While postcranial material was found at the same locality, most of it was rendered hard to identify due to poor preservation and the presence of other species of similarly sized rhinos in the area. However, two specimens representing metapodials, Mc II FSC-Sk-45 and a Mt II FSC-Sk 53, are much straighter and more slender than those of Dicerotini and have subsequently been referred to the elasmotheriine Eoazara.

Eoazara can by differentiated from "Hispanotherium" tungurense by the shallower nasal notch and broader nasal, from Iranotherium through its shorter face, Parelasmotherium via its more anterior orbits, less anterior dental row and larger premaxillae and from Ningxiatherium in its smaller size, complete lack of a nasal septum, longer nasals, more anterior orbits and the molars.

==Phylogeny==
A section of the majority rule consensus tree of the 16 most parsimonious trees recovered by Geraads & Zouhri can be seen below, focusing on Elasmotheriinae as recovered by the study.

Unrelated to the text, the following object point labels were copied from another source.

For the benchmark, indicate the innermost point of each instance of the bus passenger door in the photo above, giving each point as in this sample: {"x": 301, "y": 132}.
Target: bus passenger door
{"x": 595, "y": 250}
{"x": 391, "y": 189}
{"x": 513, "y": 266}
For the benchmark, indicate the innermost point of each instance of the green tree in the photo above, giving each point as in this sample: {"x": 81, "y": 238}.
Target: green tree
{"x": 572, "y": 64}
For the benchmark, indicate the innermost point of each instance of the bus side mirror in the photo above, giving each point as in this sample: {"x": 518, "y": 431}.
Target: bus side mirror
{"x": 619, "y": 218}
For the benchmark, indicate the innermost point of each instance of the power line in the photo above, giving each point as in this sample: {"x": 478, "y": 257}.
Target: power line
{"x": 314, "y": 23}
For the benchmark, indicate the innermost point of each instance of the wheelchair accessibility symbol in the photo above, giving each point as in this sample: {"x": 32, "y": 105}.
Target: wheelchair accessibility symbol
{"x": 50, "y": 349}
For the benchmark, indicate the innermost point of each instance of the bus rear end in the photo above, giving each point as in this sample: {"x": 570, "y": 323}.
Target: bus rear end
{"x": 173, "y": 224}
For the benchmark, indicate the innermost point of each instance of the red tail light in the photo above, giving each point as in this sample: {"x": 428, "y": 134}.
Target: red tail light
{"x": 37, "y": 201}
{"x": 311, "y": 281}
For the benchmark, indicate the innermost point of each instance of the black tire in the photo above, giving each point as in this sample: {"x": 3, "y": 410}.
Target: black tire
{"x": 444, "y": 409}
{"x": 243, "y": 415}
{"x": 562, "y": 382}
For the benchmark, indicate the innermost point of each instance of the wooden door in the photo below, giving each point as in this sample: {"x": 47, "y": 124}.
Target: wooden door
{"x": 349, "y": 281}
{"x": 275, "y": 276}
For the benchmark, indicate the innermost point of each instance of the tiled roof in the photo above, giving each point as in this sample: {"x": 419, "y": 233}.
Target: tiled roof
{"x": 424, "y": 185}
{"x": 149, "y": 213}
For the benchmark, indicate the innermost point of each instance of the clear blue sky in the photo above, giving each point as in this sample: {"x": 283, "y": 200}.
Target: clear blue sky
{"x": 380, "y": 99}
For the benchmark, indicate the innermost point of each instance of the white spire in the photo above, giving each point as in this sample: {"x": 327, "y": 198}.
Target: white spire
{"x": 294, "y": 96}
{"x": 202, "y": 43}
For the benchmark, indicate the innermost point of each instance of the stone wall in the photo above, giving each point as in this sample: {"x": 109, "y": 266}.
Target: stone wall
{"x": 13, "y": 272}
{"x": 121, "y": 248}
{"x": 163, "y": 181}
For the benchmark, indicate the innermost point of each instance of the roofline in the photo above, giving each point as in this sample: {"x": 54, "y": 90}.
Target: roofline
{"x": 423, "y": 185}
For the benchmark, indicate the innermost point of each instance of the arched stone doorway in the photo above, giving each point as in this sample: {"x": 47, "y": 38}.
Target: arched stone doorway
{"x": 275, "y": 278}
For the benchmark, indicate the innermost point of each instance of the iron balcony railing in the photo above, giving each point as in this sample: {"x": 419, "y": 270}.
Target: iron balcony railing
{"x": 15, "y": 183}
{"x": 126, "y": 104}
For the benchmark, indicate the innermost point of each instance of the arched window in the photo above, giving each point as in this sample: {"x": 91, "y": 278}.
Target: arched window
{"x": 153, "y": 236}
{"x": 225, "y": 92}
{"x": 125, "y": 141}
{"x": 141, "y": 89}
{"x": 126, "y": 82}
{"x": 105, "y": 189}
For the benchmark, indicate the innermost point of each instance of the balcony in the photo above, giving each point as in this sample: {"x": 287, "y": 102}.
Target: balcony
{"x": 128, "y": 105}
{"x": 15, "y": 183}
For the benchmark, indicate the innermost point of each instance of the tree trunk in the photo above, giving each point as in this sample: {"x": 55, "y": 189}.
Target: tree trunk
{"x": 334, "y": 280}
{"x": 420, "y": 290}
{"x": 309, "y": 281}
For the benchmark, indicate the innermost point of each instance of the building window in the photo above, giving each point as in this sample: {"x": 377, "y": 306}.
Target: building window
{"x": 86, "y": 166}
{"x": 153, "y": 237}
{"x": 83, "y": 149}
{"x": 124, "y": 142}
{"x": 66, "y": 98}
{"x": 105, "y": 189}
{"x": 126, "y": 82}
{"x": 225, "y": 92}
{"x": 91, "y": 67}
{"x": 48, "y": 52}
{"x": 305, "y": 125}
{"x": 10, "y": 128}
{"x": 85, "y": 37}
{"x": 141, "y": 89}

Noticeably, the study presents a monophyletic Elasmotheriinae, with Eoazara being nested deep within the subfamily between Iranotherium and the clade formed by Parelasmotherium, Ningxiatherium and Elasmotherium, while all other African elasmotheriines occupy more basal positions within the phylogenetic tree. The four extant genera of rhinos, alongside Coelodonta, form a sister clade to the Elasmotheriinae.

==Paleobiology==
The dentition of Eoazara suggests that the animal may have been a grazer while the metapodials suggest a cursorial lifestyle. This denotes that Eoazara likely inhabited wide, open country where it fed mostly on various grasses. This lifestyle would be consistent with the other fauna found near Skoura, which includes giraffes, ostriches, horses such as Hippotherium, antelopes (such as Prostrepsiceros and Skouraia) and the elephantoid Tetralophodon, all fitting of a savannah-like environment. Carnivores are represented through felids and crocodiles.